In October 1970 after a year of extremely rewarding and fascinating flying, I
proceeded to George AFB in California for upgrading into the F-4 aircraft.
Once again, upon completion of this training, I was on my way back to
Southeast Asia; this time to Ubon, Thailand. I considered this tour the most
rewarding  in my short military career. For eight months I flew missions over
Laos, Cambodia, and South Vietnam and later participated in the first raids
back to Hanoi in April, 1972. Shortly thereafter, on 3 May 1972, while flying
as a "FAST" FAC with the 25th Tactical Fighter Squadron, we were downed by
anti-aircraft fire just north of the demilitarized zone. Our 460th mission was
to find and determine if certain surface to air missile (SAM) sites were
occupied. Once we were hit, the aircraft caught on fire and then the flight
controls went limp. We ejected at this time. Capture came shortly thereafter,
and eventually we arrived in Hanoi to spend an eleven month sojourn at the
"Hanoi Hilton".

I was awarded 3 Distinguished Flying Crosses, and the P.O.W. medal after my
release.
         
My future plans are to stay in the Air Force and I am most anxious to get back
in the cockpit. I dearly love flying, so I plan to stay as close to it as I
can in the future. Being a bachelor I also plan to stay in the States for a
few years and enjoy the good life. The future does indeed look bright.
         
Being a "short timer" in prison I have no horror stories to tell, but I do
take my hat off to the "old heads" who showed us the way to survive and return
with honor.
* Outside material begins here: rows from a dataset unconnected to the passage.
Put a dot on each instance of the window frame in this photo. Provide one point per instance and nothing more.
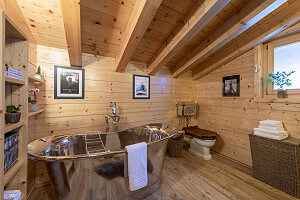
(270, 60)
(264, 64)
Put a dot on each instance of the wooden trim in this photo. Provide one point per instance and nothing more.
(14, 81)
(140, 18)
(10, 127)
(13, 171)
(198, 17)
(258, 62)
(270, 28)
(35, 113)
(249, 15)
(15, 17)
(71, 17)
(35, 80)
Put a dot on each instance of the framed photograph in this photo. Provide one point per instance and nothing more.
(231, 86)
(68, 82)
(141, 87)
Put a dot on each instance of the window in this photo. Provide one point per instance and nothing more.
(287, 58)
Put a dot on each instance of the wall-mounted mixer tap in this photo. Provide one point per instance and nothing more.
(114, 116)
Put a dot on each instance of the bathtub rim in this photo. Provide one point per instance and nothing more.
(83, 156)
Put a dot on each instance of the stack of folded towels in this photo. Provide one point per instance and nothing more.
(271, 129)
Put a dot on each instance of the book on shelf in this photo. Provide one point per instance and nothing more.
(12, 195)
(11, 146)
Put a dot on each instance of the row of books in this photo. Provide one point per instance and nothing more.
(11, 146)
(13, 73)
(12, 195)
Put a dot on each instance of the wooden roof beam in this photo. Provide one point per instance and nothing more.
(284, 19)
(249, 15)
(16, 18)
(71, 18)
(140, 18)
(202, 13)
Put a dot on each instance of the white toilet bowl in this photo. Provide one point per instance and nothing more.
(201, 148)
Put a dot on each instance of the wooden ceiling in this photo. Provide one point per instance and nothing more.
(182, 35)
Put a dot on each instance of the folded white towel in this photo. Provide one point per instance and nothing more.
(137, 165)
(273, 132)
(271, 123)
(272, 128)
(274, 137)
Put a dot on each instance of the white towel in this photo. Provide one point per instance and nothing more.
(273, 132)
(272, 128)
(137, 165)
(271, 123)
(274, 137)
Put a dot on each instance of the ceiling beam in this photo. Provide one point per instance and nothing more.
(285, 18)
(71, 18)
(202, 13)
(16, 18)
(249, 15)
(140, 18)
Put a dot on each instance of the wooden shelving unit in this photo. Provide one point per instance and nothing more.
(35, 113)
(14, 54)
(14, 81)
(35, 80)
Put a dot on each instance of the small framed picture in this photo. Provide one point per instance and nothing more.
(141, 87)
(231, 86)
(68, 82)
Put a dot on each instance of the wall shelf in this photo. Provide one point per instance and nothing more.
(13, 171)
(14, 81)
(35, 80)
(35, 113)
(10, 127)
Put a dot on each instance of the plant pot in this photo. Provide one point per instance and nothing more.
(38, 76)
(281, 93)
(33, 107)
(12, 117)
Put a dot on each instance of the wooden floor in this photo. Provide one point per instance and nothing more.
(192, 178)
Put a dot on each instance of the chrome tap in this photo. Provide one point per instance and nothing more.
(114, 116)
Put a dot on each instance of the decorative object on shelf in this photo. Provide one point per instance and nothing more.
(280, 79)
(13, 73)
(11, 146)
(141, 87)
(231, 86)
(38, 74)
(68, 83)
(12, 195)
(33, 106)
(12, 114)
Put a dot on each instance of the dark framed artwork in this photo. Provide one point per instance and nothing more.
(141, 87)
(231, 86)
(68, 82)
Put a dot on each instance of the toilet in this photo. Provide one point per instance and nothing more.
(201, 141)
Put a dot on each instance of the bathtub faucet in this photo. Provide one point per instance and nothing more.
(114, 116)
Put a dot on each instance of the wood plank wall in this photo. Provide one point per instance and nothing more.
(102, 86)
(235, 118)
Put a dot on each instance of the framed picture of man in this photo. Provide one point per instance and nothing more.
(141, 87)
(231, 86)
(68, 82)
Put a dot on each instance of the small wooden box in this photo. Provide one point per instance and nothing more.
(277, 163)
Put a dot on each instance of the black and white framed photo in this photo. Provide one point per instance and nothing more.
(231, 86)
(141, 87)
(68, 82)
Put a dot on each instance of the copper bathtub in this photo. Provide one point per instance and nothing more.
(77, 175)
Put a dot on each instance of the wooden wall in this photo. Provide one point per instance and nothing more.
(102, 86)
(235, 118)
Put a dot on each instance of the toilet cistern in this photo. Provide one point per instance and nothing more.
(114, 116)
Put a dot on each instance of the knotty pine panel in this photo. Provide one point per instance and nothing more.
(235, 117)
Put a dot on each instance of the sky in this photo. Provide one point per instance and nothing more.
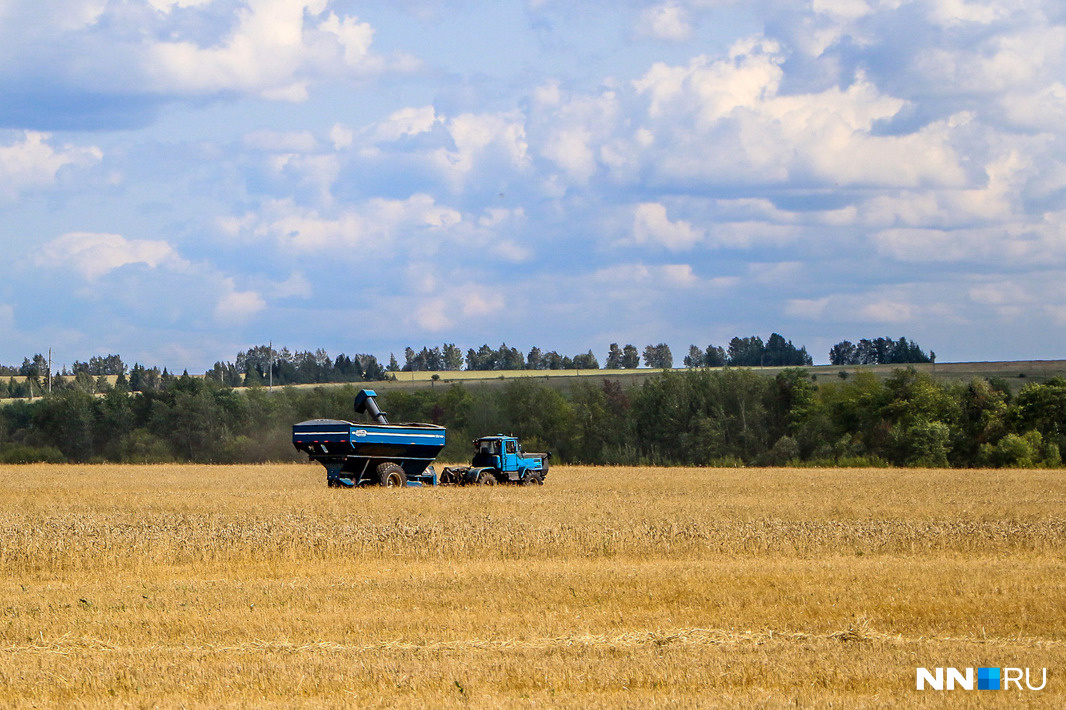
(183, 179)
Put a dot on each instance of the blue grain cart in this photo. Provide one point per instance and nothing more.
(376, 453)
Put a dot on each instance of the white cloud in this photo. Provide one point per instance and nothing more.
(281, 141)
(238, 306)
(406, 122)
(957, 12)
(275, 46)
(95, 255)
(667, 21)
(728, 117)
(574, 130)
(806, 308)
(479, 138)
(651, 225)
(341, 136)
(33, 162)
(375, 226)
(887, 311)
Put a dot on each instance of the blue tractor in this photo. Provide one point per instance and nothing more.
(499, 460)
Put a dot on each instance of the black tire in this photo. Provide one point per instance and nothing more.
(391, 475)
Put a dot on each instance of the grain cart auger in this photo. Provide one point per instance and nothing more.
(376, 453)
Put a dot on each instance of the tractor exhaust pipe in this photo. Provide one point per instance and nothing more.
(366, 402)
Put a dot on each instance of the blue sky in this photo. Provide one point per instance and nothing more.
(182, 179)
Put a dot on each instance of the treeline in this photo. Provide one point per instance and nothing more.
(697, 417)
(878, 351)
(265, 365)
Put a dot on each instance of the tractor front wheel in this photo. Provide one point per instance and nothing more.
(391, 475)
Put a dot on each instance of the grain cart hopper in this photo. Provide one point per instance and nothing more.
(376, 453)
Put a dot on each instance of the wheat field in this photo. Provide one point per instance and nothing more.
(259, 586)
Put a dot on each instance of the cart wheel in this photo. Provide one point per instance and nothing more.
(391, 475)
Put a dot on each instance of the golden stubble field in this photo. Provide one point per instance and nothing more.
(258, 586)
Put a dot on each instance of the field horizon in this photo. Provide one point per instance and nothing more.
(256, 585)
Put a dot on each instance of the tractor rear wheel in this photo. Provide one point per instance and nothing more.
(391, 475)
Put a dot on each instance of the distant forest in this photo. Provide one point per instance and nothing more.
(701, 417)
(264, 365)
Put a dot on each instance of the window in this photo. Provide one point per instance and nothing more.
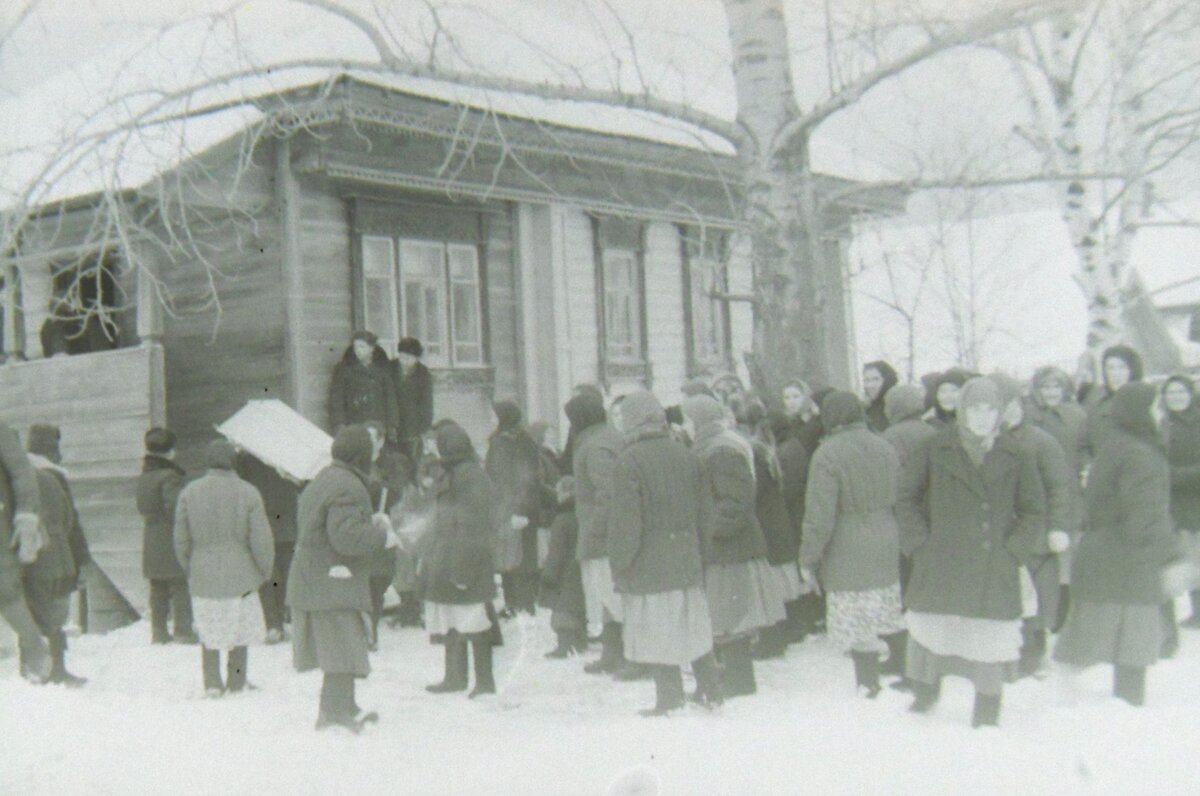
(431, 292)
(622, 306)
I will always be indebted to them. My family has also shown
themselves to be strong under trying circumstances. I was listed as MIA until
December of 1972 which was difficult for my family. I'm proud to say they
handled themselves admirably.
         
To the people of America; I am truly humbled before you. You made it all
worthwhile once I walked down that ramp and you were waiting to accept us with
open arms and hearts. The overwhelming outpouring of emotion has been so heart
warming. The "silent majority" stood up, and the pride it roused in me is
beyond description. It just proves to me, that the American people will be
there when you need them. A sincere "Thank You" is in order and may God Bless
everyone of you.

====================
Timothy Ayres retired from the United States Air Force Reserve as a Lt.
Colonel in June of 1995. He and his wife Sharon reside in Texas, where he is a
pilot with a major airline. They have two daughters, Natasha and Tiffany.